Today is the anniversary of the 19th amendment which gave women the right to vote in the United States in 1920. While revolutionary socialist feminists see the suffrage movement as a “reform” within the capitalist structure, even we can’t help feeling the surge of sisterhood as we hit the streets today to celebrate this essential “reform.” The continued and growing gender gap in voting shows that women realize and continue to use this reform to our political advantage. And the outpouring of women in the streets in the past two years brings a renewed visibility and welcome energy to the grassroots fight for the complete liberation of women. And yet…
Why didn’t we fight back sooner? We have to question why this new swell in the women’s movement has occurred only after the attacks against established women’s rights have been so successful. We have to question why we allowed these attacks on our rights and did not challenge the increasing invisibility of women since the height of the women’s movement in the mid 1970s.
The underlying systemic cause of women’s exploitation:
I will argue that there are underlying objective biological conditions (of which we are all aware) that led to the oppression and exploitation of women: and, further, that we have too frequently ignored these underlying systemic and objective causes because they appear to be too overwhelming to address.
First and foremost, women, are still the biological producers of the next generation of the workers who produce society’s wealth. Ever since men first discovered that their sperm had something to do with procreation, men in all societies have been trying to dominate and control the reproductive functions of women in an effort to control society’s wealth.
Second, in the current capitalist society in which we live, there is a need for the capitalist to keep the cost of reproducing the next generation of labor out of the market system because it makes it impossible to get the profits necessary to keep the capitalist owners in riches and the capitalist system going.
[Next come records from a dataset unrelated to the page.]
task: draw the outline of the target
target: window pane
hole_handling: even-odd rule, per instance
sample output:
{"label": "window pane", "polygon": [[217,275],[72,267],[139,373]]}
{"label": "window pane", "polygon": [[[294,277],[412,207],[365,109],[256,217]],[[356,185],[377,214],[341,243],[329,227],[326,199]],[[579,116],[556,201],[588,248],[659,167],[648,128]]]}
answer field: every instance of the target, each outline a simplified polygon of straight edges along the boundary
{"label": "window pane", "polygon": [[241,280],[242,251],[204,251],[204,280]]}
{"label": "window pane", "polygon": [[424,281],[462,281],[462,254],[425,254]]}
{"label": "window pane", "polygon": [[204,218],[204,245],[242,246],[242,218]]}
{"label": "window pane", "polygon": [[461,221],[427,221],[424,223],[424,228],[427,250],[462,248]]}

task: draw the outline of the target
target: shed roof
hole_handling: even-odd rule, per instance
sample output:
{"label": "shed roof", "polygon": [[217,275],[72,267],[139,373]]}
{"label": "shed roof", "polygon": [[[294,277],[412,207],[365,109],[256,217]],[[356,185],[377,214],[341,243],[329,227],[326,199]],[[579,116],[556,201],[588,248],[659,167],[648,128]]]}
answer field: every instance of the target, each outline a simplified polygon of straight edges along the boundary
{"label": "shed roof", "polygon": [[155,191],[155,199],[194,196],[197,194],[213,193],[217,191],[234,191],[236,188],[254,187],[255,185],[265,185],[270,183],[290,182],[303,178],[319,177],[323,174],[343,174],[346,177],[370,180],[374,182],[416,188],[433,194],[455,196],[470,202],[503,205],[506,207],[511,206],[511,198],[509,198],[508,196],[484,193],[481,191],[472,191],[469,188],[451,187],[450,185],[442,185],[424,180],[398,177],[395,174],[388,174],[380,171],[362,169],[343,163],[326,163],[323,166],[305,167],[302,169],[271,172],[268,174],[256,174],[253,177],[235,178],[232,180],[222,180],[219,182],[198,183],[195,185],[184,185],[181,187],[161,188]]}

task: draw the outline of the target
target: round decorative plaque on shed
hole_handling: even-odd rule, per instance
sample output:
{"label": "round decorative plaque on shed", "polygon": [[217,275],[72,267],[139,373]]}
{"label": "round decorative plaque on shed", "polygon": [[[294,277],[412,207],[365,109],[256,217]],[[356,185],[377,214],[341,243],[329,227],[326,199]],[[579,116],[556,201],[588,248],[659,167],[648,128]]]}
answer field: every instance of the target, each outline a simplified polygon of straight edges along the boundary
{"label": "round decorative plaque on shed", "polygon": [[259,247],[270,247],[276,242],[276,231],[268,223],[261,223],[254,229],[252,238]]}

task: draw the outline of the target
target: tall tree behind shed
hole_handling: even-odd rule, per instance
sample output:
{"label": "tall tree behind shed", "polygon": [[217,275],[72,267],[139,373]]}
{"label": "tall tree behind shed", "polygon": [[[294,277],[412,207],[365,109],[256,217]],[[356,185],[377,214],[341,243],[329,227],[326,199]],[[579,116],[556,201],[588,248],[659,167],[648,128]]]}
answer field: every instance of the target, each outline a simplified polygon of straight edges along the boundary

These systemic economic conditions of women as exploited, unpaid reproductive labor are never discussed in the current feminist and progressive responses to specific assaults on women’s rights such as the debates over “legitimate” rape or whether the rights of the zygote supercede the rights of full grown human women in the fight over abortion.
Origin of the Family, Private Property and the State. In The Origin of the Family, Private Property and the State (1884), Engels analyzes the origin of the family as the institution in which males systemically dominate and control the reproduction of the next generation of workers. Women are the “property,” owned by men, through which this reproduction could occur.